If I haven't ruined your day yet, don't worry, I'm just getting started

In three playoff games against Indianapolis, they have amassed 10 turnovers.

In the 2006 AFC Divisional Playoffs, during Manning's best season by QBR in his career, Baltimore's defense held Manning and the Colts to one of the five worst games of his career by passer rating. It is still the most heroic defensive performance that the Baltimore Ravens have ever produced.

Those other four games among Manning's five career worst? The Colts LOST them all by at least 10 and lost three of them by at least 35 (!!!) points. This playoff game against the 13-3 Ravens who totally shut down the two-time MVP?  Oh, Indianapolis won it by two scores 15-6, in which the Ravens committed four turnovers, including an interception at the Colts' one-yard line.

During the 2009 AFC Divisional Playoffs, Baltimore played so badly I had to write a #TBT article about it just to remind people of how good the 2009 team actually was and to defend Flacco in a game he has long been unfairly maligned.  Baltimore committed four turnovers with a -3-turnover differential.  They fumbled three times, losing two of them.  One of those would have been a 50-yard gain. On the other, the Ravens intercepted Manning, ran it back 38 yards, and fumbled it back to the Colts. Unable to do anything offensively, the Ravens also threw two interceptions but both came in desperation time late in the fourth quarter with less than five minutes to go. Instead of moving on to play Mark Sanchez in the title game, they went home despite producing the same number of yards, double the rushing yards as the Colts, and limiting the 14-2 Colts to just THREE points in the second half.

In the 2012 season, the Ravens played a home playoff game against another overmatched Colts team with the point differential of a seven-win team. Baltimore fumbled twice, deep in Colts territory, to keep Indianapolis competitive until the fourth quarter when they finally put Indy away late after letting the outcome remain in doubt for far too long.

Wrapping Up

In their four wins over Indianapolis since 1998, ALL of them were played at home in Baltimore.

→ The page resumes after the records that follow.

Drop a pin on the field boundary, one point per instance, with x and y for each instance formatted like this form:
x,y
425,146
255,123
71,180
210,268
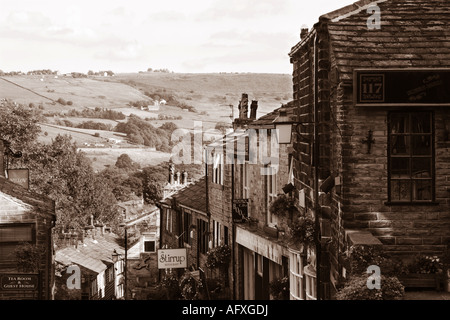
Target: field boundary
x,y
22,87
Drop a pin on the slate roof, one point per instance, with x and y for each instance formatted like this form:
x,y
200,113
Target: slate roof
x,y
413,34
193,196
94,254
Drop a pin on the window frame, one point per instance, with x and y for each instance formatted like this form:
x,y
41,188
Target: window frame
x,y
270,195
5,262
432,157
154,246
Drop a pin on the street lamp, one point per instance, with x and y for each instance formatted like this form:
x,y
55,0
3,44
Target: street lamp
x,y
124,225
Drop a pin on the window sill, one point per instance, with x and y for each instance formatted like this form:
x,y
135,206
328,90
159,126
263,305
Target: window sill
x,y
406,203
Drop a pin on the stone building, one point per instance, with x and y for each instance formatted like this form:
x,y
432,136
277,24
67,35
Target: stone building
x,y
25,218
261,241
371,150
185,223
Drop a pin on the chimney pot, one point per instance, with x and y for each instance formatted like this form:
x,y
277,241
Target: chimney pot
x,y
184,177
253,109
171,173
243,107
303,33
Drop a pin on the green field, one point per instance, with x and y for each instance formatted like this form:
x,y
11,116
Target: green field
x,y
215,98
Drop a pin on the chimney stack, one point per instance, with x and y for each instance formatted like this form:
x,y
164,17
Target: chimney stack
x,y
2,154
243,107
303,33
171,173
253,108
184,177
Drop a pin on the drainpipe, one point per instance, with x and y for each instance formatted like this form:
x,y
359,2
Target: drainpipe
x,y
316,152
233,236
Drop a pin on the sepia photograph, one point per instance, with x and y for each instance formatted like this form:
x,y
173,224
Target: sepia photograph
x,y
224,158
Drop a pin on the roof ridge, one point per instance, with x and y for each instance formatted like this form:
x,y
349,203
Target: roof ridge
x,y
350,10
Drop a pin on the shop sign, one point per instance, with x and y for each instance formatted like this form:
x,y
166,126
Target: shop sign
x,y
172,258
402,87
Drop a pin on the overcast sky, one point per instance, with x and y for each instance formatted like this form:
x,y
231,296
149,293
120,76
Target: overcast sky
x,y
133,35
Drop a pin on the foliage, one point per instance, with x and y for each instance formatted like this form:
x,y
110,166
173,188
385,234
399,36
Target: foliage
x,y
303,231
282,205
171,286
426,264
65,175
279,288
189,287
356,289
124,162
28,257
141,132
218,257
19,124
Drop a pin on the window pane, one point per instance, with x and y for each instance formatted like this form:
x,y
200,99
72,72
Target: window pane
x,y
149,246
421,123
400,123
400,145
421,145
400,190
421,168
400,167
7,253
422,190
16,234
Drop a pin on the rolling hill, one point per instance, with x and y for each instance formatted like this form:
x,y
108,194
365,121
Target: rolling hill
x,y
210,98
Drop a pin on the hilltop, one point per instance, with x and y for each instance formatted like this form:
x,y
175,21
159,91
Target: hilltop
x,y
210,98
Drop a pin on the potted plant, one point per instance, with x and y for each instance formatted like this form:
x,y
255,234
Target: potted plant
x,y
302,232
354,287
282,206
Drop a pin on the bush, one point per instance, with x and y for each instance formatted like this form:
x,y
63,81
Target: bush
x,y
171,286
356,289
281,206
189,288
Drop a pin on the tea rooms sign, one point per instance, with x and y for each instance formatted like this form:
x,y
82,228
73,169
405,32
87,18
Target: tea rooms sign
x,y
172,258
19,281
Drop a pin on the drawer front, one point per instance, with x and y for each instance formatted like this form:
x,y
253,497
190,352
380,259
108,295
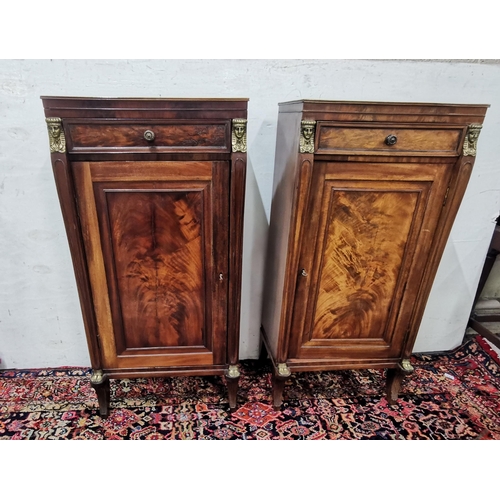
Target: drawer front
x,y
384,140
147,136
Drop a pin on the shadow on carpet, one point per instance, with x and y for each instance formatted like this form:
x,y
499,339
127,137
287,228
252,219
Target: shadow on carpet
x,y
451,396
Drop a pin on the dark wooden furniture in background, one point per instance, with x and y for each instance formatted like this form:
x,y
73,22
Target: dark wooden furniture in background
x,y
152,196
364,198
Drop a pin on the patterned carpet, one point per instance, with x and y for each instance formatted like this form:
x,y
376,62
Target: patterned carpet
x,y
452,396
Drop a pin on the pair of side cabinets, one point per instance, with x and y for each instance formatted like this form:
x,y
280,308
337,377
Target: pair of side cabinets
x,y
152,196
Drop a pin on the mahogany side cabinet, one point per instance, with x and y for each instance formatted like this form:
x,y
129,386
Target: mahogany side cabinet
x,y
364,197
152,196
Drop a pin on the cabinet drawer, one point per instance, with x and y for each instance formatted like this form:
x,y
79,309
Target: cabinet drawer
x,y
388,140
147,136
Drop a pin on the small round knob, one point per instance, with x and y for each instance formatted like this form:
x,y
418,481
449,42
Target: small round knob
x,y
390,140
149,135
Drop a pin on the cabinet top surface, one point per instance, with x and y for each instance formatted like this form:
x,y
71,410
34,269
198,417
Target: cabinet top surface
x,y
378,103
166,99
141,107
386,112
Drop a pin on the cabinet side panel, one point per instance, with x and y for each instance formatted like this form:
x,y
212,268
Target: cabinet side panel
x,y
285,172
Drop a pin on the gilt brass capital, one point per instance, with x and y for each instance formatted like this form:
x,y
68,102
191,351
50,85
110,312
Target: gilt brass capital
x,y
239,135
307,136
233,371
470,143
283,370
57,140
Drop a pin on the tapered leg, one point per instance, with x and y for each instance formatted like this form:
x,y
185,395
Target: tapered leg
x,y
100,382
394,378
232,375
280,376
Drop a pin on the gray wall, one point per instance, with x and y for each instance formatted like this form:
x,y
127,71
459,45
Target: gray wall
x,y
40,321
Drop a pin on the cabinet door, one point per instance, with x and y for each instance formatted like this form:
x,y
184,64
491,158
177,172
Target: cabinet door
x,y
367,237
156,237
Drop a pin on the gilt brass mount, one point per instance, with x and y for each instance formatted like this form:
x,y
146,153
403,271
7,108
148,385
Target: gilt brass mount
x,y
406,366
470,143
239,135
97,377
57,140
283,370
307,136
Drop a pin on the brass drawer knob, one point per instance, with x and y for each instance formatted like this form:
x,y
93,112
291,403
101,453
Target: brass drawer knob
x,y
390,140
149,135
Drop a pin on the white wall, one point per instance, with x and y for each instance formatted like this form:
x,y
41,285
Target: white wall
x,y
40,320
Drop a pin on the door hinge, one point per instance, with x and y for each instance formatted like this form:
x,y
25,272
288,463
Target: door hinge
x,y
446,195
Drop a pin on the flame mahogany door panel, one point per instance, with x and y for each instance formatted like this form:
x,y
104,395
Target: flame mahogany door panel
x,y
365,244
364,198
160,298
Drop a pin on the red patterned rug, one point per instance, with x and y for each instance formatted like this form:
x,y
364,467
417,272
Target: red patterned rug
x,y
452,396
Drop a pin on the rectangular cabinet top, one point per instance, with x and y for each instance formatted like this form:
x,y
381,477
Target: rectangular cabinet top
x,y
371,111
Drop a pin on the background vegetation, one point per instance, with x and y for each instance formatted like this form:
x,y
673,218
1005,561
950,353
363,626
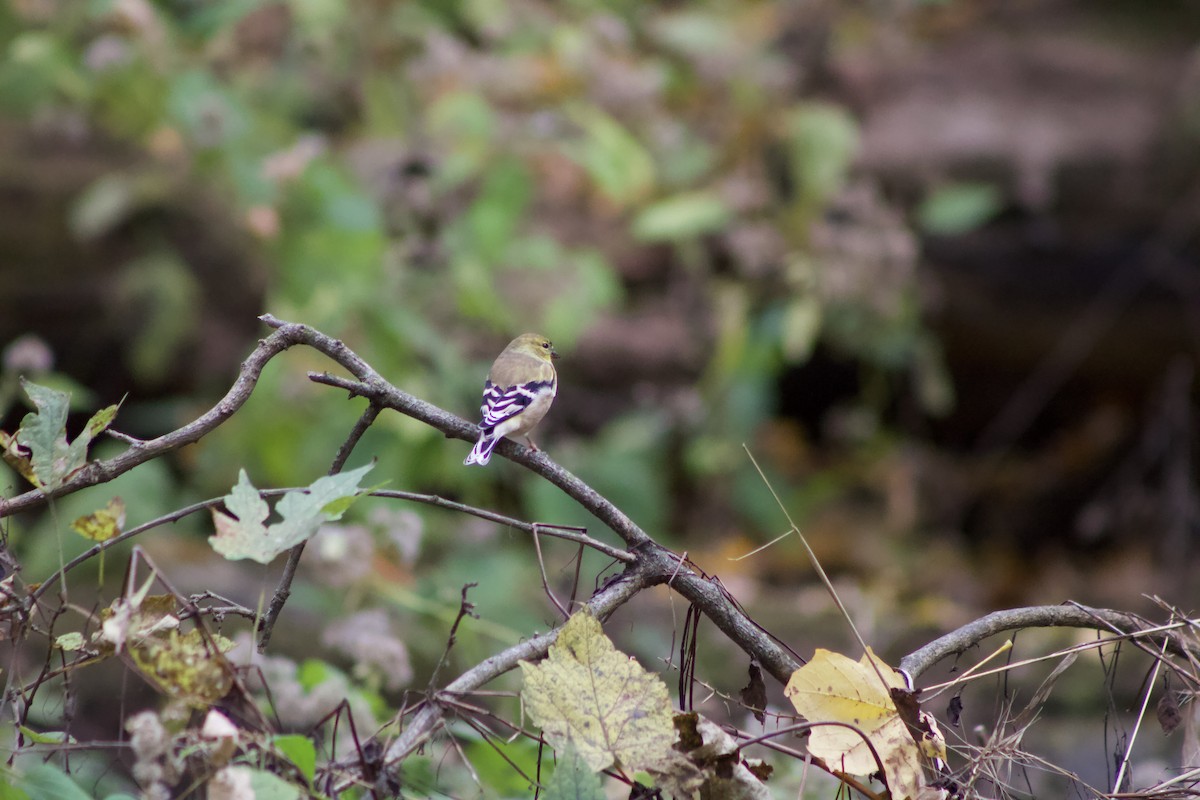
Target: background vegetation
x,y
933,263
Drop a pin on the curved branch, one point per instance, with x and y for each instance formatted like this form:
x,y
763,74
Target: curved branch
x,y
1072,615
139,452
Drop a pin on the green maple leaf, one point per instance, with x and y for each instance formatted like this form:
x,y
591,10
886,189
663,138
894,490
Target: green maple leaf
x,y
243,533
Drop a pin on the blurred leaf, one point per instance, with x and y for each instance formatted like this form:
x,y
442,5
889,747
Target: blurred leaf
x,y
573,779
48,782
493,759
300,751
822,140
9,788
39,68
102,206
136,617
243,535
186,666
165,296
801,328
205,110
102,524
683,216
595,288
613,158
466,125
959,209
70,642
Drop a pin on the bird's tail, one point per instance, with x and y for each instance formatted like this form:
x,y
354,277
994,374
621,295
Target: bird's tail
x,y
481,452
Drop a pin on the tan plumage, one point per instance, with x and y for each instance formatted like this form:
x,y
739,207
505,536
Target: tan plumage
x,y
520,389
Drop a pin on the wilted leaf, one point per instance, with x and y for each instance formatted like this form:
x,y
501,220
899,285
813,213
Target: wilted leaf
x,y
136,617
70,642
40,450
102,206
718,768
186,666
591,696
102,524
17,456
243,534
833,689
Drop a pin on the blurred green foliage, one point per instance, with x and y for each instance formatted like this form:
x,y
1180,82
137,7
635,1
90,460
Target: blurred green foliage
x,y
427,179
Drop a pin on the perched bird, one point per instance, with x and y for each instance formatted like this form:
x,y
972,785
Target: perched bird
x,y
519,391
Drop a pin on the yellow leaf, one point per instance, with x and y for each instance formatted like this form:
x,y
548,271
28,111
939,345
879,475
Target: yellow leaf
x,y
186,666
595,698
833,689
102,524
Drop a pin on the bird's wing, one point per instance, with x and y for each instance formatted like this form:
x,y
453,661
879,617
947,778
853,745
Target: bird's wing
x,y
503,403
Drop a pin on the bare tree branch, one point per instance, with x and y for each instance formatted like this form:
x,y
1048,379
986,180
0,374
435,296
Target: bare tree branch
x,y
1072,615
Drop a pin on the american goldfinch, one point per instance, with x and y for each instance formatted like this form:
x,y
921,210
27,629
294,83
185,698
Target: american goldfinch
x,y
519,391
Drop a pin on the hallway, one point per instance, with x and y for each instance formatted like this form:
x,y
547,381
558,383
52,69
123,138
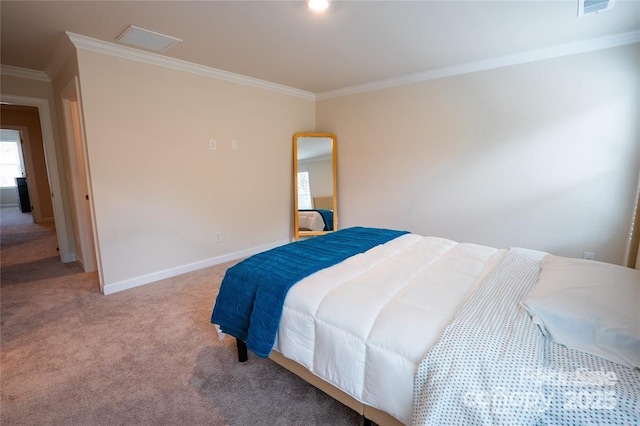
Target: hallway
x,y
28,253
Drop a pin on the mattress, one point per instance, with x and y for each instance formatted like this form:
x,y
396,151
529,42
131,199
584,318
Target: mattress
x,y
365,324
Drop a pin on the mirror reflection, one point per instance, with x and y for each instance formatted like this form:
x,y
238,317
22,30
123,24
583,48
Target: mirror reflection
x,y
315,185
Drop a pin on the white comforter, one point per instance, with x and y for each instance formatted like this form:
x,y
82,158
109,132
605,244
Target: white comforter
x,y
365,324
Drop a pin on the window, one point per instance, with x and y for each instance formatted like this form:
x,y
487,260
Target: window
x,y
304,191
11,163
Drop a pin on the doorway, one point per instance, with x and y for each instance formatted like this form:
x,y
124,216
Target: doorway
x,y
52,170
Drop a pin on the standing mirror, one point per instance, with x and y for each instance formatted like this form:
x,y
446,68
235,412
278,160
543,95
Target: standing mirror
x,y
314,184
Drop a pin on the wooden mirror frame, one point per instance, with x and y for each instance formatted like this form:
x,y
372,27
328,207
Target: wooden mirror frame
x,y
296,222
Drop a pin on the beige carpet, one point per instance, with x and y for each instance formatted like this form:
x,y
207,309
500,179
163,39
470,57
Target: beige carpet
x,y
146,356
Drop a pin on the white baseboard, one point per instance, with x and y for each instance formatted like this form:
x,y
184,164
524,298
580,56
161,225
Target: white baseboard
x,y
190,267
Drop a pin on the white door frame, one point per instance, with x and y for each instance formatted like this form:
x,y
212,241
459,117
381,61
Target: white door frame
x,y
67,253
78,179
32,185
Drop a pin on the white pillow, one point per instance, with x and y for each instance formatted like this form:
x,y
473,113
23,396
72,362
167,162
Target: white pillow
x,y
590,306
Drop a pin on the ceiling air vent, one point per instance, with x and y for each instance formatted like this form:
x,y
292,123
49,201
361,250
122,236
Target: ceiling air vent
x,y
588,7
140,37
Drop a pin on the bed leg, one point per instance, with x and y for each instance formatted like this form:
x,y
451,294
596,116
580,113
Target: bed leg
x,y
242,350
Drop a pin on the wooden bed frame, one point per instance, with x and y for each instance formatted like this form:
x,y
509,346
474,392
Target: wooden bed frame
x,y
368,413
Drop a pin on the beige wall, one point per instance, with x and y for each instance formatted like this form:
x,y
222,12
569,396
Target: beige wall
x,y
320,177
12,117
160,194
542,155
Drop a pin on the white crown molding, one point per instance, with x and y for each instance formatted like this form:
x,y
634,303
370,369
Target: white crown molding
x,y
62,53
23,73
107,48
503,61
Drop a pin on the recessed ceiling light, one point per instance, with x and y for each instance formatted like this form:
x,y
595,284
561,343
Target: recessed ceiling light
x,y
139,37
318,5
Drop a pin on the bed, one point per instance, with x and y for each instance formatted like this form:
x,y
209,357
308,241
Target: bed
x,y
423,330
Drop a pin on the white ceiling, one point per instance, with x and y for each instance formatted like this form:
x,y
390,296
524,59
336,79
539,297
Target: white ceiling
x,y
353,43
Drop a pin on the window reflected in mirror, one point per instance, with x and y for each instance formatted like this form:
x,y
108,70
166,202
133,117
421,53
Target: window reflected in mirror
x,y
315,185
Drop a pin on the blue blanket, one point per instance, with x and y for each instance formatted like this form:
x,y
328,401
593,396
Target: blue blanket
x,y
251,298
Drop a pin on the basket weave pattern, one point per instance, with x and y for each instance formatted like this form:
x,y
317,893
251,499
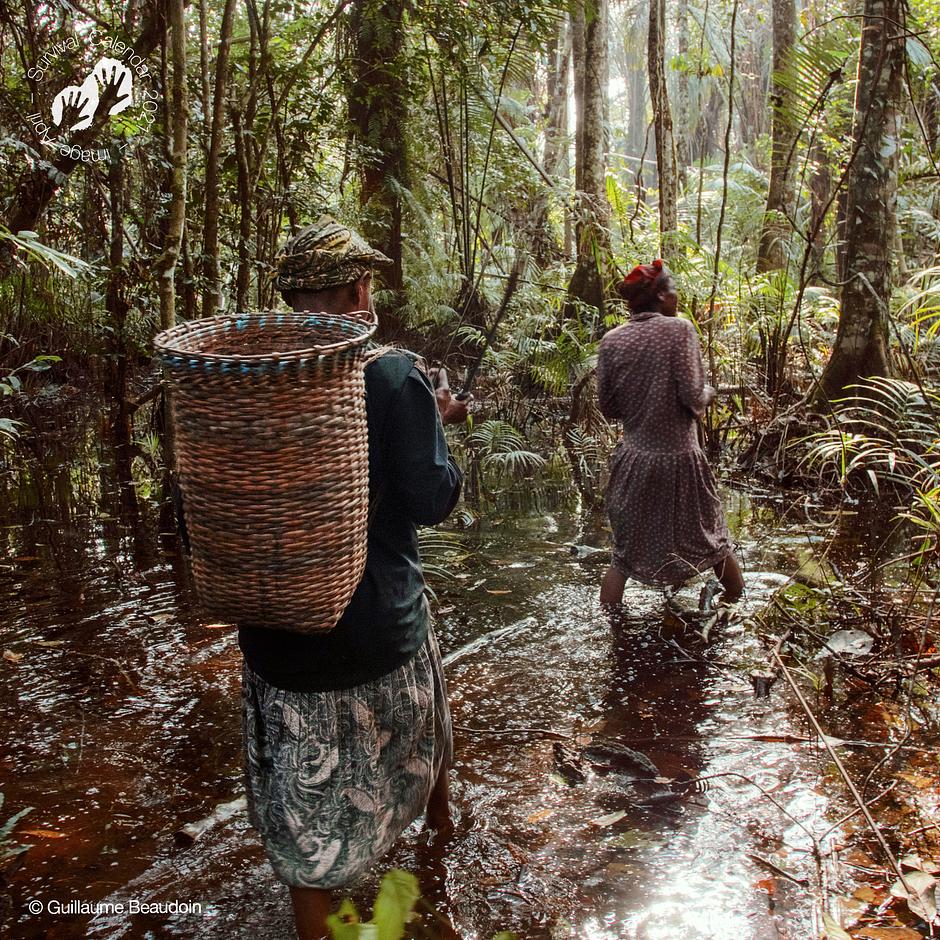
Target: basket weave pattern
x,y
273,461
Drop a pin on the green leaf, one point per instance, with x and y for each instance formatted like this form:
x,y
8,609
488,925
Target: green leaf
x,y
344,925
395,902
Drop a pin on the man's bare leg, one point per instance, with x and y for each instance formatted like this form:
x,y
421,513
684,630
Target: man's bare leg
x,y
438,813
612,587
729,574
311,908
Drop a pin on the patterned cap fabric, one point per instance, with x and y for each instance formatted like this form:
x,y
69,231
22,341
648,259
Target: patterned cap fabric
x,y
323,255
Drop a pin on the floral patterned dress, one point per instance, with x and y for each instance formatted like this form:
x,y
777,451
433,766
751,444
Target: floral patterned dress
x,y
664,511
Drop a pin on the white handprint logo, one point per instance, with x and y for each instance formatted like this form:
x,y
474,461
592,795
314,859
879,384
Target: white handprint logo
x,y
75,106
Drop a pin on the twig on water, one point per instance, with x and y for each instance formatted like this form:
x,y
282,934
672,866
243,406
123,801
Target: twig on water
x,y
863,808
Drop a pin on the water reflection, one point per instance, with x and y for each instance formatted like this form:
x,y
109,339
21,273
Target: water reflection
x,y
122,724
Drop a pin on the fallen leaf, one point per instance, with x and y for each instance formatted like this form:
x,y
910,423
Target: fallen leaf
x,y
767,884
867,894
540,815
918,890
833,930
889,933
603,821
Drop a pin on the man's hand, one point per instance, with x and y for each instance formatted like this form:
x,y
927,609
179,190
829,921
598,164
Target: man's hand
x,y
453,410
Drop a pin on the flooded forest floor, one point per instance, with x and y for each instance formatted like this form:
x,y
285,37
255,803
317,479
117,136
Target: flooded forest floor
x,y
121,714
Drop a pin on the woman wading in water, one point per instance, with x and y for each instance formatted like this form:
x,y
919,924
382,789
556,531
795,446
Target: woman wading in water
x,y
666,517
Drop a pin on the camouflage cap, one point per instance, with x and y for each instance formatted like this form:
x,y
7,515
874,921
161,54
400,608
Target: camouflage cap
x,y
323,255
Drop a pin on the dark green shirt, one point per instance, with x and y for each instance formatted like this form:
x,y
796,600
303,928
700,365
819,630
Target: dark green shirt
x,y
416,483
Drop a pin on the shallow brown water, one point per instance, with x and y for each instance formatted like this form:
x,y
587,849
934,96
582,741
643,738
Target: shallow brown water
x,y
121,724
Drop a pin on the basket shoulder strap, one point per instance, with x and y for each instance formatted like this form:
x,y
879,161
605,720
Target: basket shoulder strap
x,y
412,360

In these four wins, the records of the losing Colts teams were as follows:  3-13, 6-10, 2-14, and 11-5 and I already mentioned how those 2012 Colts had a true performance level of a seven-win team.

In only TWO out of 13 contests have the Ravens ever had a positive turnover margin against the Colts. One of them was in 1998 during Manning's rookie year against the 3-13 Colts, which they narrowly won 38-31. The other was the aforementioned 2009 regular season game. Keep in mind it is not as if Baltimore hasn't generated turnovers of their own on defense — they have averaged one per game against them, 13 in all.

Finally, only once have they ever played 60 minutes against the Indianapolis Colts without a turnover.  It was so long ago, Jim Harbaugh was quarterbacking the team.

We Demand Better and It Needs to Start Sunday

Folks, there is just one conclusion we can draw from this — and it is not that Peyton Manning has "owned" the Ravens with his 8-2 record or anything like that. Manning has actually played many of his worst games against Baltimore's defenses and yet won practically all of them.

No, the only conclusion possible is that, against Indianapolis, the Ravens as a team, but especially the offense, have repeatedly shot themselves in the ass with turnovers against a team that was nearly always good enough to punish them for mistakes. Only when the Colts were not any good did the Ravens ever actually win the game. They have failed, EVEN ONCE, to play a complete game against them that one could feel good about, win or lose.

Unless, of course, you count their narrow 1998 victory against the terrible 3-13 Colts, which I most definitely do not count.

Simply put, they've sucked against the Colts for 18 years, and frankly, it's unacceptable.  More is expected. Better is demanded.

It must start Sunday. I hereby challenge the Ravens to not become the cause of their own demise — for once.